Al centro della riflessione, la necessità di affrontare il cosiddetto “mal di scuola”, definito come il vero “veleno” che sta mettendo in crisi non solo il sistema scolastico, ma l’intera comunità educante.

“Un sistema in sofferenza”

Nel documento si sottolinea come la scuola sia oggi attraversata da un intreccio complesso di criticità che coinvolge tutti gli attori: studenti, insegnanti, famiglie e istituzioni. Una situazione che, secondo l’associazione, ha raggiunto livelli di guardia e che non può essere affrontata con risposte semplicistiche.

Secondo Proteo Fare Sapere, l’episodio di Trescore non può essere letto come un fatto isolato, ma deve essere analizzato nel suo contesto più ampio, tenendo conto anche della giovane età dello studente coinvolto.

Critiche alle politiche nazionali

Nel comunicato vengono criticate le risposte ritenute “repressive e ideologiche” avanzate dal Ministero dell’Istruzione e del Merito e dal Governo. In particolare, viene contestato l’approccio basato su norme più stringenti e misure punitive, ritenute insufficienti ad affrontare le radici del disagio giovanile.

Nel mirino anche le dichiarazioni del ministro Giuseppe Valditara, giudicate dall’associazione come una risposta “demagogica e superficiale” a un fenomeno complesso.

“L’antidoto è investire nella scuola”

Proteo Fare Sapere indica invece una strada diversa: investimenti strutturali nel sistema scolastico, a partire dal personale e dalla formazione.

Secondo l’associazione, dopo anni di tagli è necessario restituire dignità a chi lavora nella scuola, promuovendo interventi educativi progettati direttamente dagli istituti e dalle comunità educanti, piuttosto che imposti dall’alto.

Fondamentale anche il rilancio di un piano di formazione e aggiornamento realmente legato ai bisogni concreti di studenti e insegnanti.

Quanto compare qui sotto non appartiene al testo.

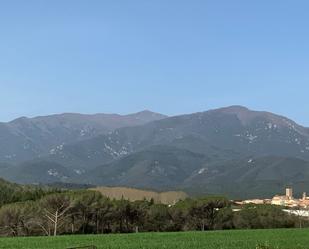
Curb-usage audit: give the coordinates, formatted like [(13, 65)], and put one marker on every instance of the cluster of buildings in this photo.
[(286, 200), (289, 201)]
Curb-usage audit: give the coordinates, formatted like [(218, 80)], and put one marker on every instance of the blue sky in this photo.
[(169, 56)]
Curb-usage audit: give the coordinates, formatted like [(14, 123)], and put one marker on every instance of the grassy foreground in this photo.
[(241, 239)]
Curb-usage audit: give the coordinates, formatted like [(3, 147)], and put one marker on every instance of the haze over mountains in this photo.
[(231, 150)]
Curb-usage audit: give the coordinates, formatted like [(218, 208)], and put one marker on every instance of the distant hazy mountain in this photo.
[(229, 150), (28, 138), (234, 130)]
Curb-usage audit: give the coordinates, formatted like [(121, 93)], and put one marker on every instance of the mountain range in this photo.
[(233, 151)]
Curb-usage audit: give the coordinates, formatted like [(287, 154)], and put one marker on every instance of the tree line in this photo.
[(89, 212)]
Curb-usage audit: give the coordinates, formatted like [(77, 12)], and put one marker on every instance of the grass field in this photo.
[(241, 239)]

Un appello alla responsabilità collettiva

Nel comunicato si evidenzia come molti giovani oggi vivano una condizione di fragilità, privi di punti di riferimento e schiacciati da una società complessa che tende a scaricare proprio sulla scuola responsabilità sempre maggiori.

Per questo, conclude Proteo Fare Sapere Bergamo, è necessario un impegno condiviso tra istituzioni, scuola e società per affrontare alla radice il disagio giovanile e restituire centralità al sistema educativo.

Un appello che arriva in un momento di forte attenzione pubblica, con l’obiettivo di trasformare un fatto drammatico in occasione di riflessione e cambiamento.